Parkinson’s Disease. It is a real, everyday battle for those who have it – but the disease did not receive prompt attention until actor Michael J. Fox pronounced his diagnosis publicly in the 1990s.
Who knew that this week’s loss in actor Robin Williams would bring Parkinson’s Disease to the forefront once again?
There were many who said that Robin Williams died of depression, while reports surfaced claiming that it is likely his drug rehab return (after having some small victory) is what led to him taking his own life. The wife of Robin Williams, however, says that her husband had Parkinson’s Disease – and that he did not want to disclose it, nor was he yet willing to talk about it.
“Robin’s sobriety was intact and he was brave as he struggled with his own battles of depression, anxiety as well as early stages of Parkinson’s Disease, which he was not yet ready to share publicly,” wife Susan Schneider told USA Today.

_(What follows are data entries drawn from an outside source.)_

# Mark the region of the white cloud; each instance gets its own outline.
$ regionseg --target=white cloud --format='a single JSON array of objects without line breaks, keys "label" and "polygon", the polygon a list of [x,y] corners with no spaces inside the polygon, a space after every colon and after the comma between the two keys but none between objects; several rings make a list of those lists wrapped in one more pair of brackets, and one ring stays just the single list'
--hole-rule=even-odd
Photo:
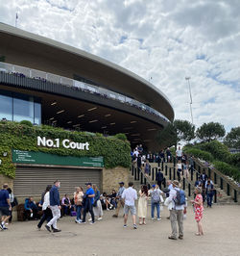
[{"label": "white cloud", "polygon": [[[3,1],[2,1],[3,2]],[[79,47],[163,90],[176,118],[240,125],[238,0],[8,0],[0,21]]]}]

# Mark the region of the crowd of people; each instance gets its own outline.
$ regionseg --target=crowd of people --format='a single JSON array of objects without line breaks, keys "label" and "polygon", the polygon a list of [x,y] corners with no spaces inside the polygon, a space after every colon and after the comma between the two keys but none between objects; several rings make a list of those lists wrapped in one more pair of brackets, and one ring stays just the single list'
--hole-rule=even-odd
[{"label": "crowd of people", "polygon": [[170,163],[173,161],[172,152],[170,148],[162,149],[159,152],[146,152],[143,149],[142,144],[136,145],[133,150],[131,151],[131,157],[132,162],[141,161],[141,163]]}]

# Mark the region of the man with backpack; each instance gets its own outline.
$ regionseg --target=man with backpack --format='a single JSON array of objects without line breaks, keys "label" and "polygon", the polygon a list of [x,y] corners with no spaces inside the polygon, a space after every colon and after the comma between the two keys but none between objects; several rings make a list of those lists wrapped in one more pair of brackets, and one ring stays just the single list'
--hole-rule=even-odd
[{"label": "man with backpack", "polygon": [[162,191],[159,190],[158,185],[153,185],[152,190],[149,191],[151,195],[151,216],[152,220],[155,219],[155,208],[156,209],[156,219],[160,220],[160,195],[163,194]]},{"label": "man with backpack", "polygon": [[161,168],[158,168],[158,172],[156,173],[156,181],[157,185],[159,186],[159,189],[161,190],[161,183],[164,181],[164,176],[163,176],[163,173],[161,172]]},{"label": "man with backpack", "polygon": [[177,240],[178,230],[177,222],[179,225],[179,239],[183,239],[183,214],[186,214],[186,199],[184,191],[180,190],[179,181],[172,182],[173,189],[170,191],[169,200],[172,200],[172,209],[170,210],[170,220],[172,227],[172,234],[168,238]]}]

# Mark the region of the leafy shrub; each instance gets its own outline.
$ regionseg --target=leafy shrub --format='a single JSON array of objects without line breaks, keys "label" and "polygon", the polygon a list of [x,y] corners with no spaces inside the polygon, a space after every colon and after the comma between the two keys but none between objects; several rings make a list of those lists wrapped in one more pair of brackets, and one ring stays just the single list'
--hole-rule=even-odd
[{"label": "leafy shrub", "polygon": [[219,142],[218,141],[212,141],[210,142],[205,142],[199,144],[198,147],[201,150],[207,151],[219,161],[228,162],[230,152],[228,151],[228,146]]},{"label": "leafy shrub", "polygon": [[33,126],[33,123],[31,121],[28,121],[28,120],[22,120],[22,121],[20,121],[20,124],[24,124],[24,125],[27,125],[30,127]]},{"label": "leafy shrub", "polygon": [[127,136],[125,135],[125,134],[116,134],[115,136],[114,136],[116,139],[118,139],[118,140],[122,140],[122,141],[127,141],[128,139],[127,139]]},{"label": "leafy shrub", "polygon": [[240,182],[240,170],[238,170],[237,168],[221,161],[216,161],[213,163],[213,165],[214,167],[217,170],[221,171],[223,174],[232,177],[235,181]]},{"label": "leafy shrub", "polygon": [[[39,147],[36,145],[37,136],[48,139],[59,138],[60,141],[69,139],[79,142],[88,141],[90,147],[87,151],[70,148]],[[127,139],[126,136],[125,139]],[[12,178],[15,175],[15,166],[12,163],[12,148],[27,151],[41,151],[61,156],[103,156],[105,167],[107,168],[112,168],[118,166],[129,167],[131,165],[130,142],[127,140],[123,141],[116,137],[108,139],[102,135],[100,136],[100,134],[96,136],[87,132],[70,132],[46,125],[30,127],[18,122],[0,121],[0,155],[3,152],[8,152],[8,156],[3,158],[2,165],[0,166],[0,173]]]},{"label": "leafy shrub", "polygon": [[195,157],[207,161],[207,162],[212,162],[214,160],[213,156],[209,152],[206,152],[206,151],[204,151],[198,148],[187,147],[187,148],[184,148],[184,152],[189,155],[193,155]]},{"label": "leafy shrub", "polygon": [[228,163],[229,163],[230,165],[233,165],[233,166],[237,166],[238,168],[240,168],[240,153],[229,154]]}]

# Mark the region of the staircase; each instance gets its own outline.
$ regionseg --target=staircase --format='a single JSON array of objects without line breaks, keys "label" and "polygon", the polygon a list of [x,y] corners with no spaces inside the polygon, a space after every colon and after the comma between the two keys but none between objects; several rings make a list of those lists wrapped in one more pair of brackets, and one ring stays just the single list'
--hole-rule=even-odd
[{"label": "staircase", "polygon": [[[200,163],[197,163],[197,161],[194,162],[195,165],[194,166],[199,166]],[[142,185],[147,185],[149,189],[152,187],[153,184],[156,184],[156,175],[157,173],[157,169],[160,167],[163,173],[163,176],[165,180],[174,180],[178,179],[177,175],[177,169],[175,167],[175,163],[150,163],[151,165],[151,175],[146,177],[144,175],[144,169],[139,169],[133,165],[131,167],[130,170],[130,177],[129,180],[132,181],[134,184],[134,189],[138,192],[141,189]],[[159,166],[158,166],[159,165]],[[203,173],[204,168],[198,167],[197,169],[193,169],[192,172],[190,172],[190,177],[188,179],[183,178],[180,183],[181,183],[181,189],[185,191],[185,193],[188,197],[193,198],[194,196],[194,188],[195,188],[195,182]],[[214,174],[214,177],[216,174]],[[209,176],[209,175],[208,175]],[[210,176],[211,177],[211,176]],[[213,180],[214,181],[214,180]],[[163,184],[164,187],[164,184]],[[214,182],[214,189],[216,191],[213,200],[215,204],[236,204],[234,201],[234,198],[228,192],[223,188],[222,186],[219,186],[219,184]]]}]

Parkinson’s Disease is characterized by an attack on the brain and nervous system. It can start with a quiver of the hand, or even a tremor of the body, which can then erupt into full-blown depression. It is this depression, a by-product of PD, that can make someone more prone to suicide and elevate a person’s risk for a suicide death.
Immediately after Schneider confirmed her husband’s diagnosis, actor Michael J. Fox tweeted, “Stunned to learn that Robin had PD. Pretty sure his support for our Fdn predated his diagnosis. A true friend; I wish him peace.”

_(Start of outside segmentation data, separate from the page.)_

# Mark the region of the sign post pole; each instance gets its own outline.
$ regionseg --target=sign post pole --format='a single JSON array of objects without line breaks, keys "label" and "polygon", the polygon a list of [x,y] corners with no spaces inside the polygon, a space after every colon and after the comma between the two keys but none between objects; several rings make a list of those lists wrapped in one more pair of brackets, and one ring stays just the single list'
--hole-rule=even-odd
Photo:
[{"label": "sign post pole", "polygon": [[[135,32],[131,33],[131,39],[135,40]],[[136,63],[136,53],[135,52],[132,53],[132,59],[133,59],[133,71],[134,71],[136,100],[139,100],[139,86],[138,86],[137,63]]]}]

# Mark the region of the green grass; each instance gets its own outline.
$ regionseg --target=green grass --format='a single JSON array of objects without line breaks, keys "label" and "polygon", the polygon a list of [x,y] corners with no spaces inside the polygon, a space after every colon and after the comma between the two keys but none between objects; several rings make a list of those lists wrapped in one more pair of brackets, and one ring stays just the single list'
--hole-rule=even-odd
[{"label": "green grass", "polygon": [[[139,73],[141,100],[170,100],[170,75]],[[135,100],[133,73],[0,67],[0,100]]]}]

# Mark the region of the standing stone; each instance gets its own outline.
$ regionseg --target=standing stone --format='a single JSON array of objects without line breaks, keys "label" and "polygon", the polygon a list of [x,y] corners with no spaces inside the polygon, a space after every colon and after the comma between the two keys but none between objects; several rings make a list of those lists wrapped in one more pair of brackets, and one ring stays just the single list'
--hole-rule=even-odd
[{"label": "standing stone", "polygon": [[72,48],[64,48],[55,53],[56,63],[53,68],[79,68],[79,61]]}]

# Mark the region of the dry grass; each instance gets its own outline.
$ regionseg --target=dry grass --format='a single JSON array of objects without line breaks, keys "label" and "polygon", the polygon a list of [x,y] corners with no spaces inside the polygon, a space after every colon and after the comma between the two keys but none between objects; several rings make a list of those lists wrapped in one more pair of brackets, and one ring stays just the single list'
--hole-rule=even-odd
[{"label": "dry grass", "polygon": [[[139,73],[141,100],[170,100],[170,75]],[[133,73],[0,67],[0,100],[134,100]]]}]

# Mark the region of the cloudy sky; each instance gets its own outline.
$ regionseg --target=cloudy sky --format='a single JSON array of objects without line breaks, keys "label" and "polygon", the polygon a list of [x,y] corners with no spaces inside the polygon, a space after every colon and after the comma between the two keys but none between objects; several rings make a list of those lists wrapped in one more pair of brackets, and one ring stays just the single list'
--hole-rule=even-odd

Robin Williams died Monday but was discovered Monday afternoon when his secretary barged into his room to find out why the actor had not contacted her. Williams’s wife went to work early that morning, thinking that her husband, upon getting home late, had gone to bed late and was merely sleeping. Robin Williams was known for his roles in “Jumanji,” “Mrs. Doubtfire,” “Good Morning Vietnam,” “Dead Poet’s Society,” “Flubber,” his role as the Genie in “Aladdin,” and his television appearance in Law and Order: SVU, among others. He was 63 years old.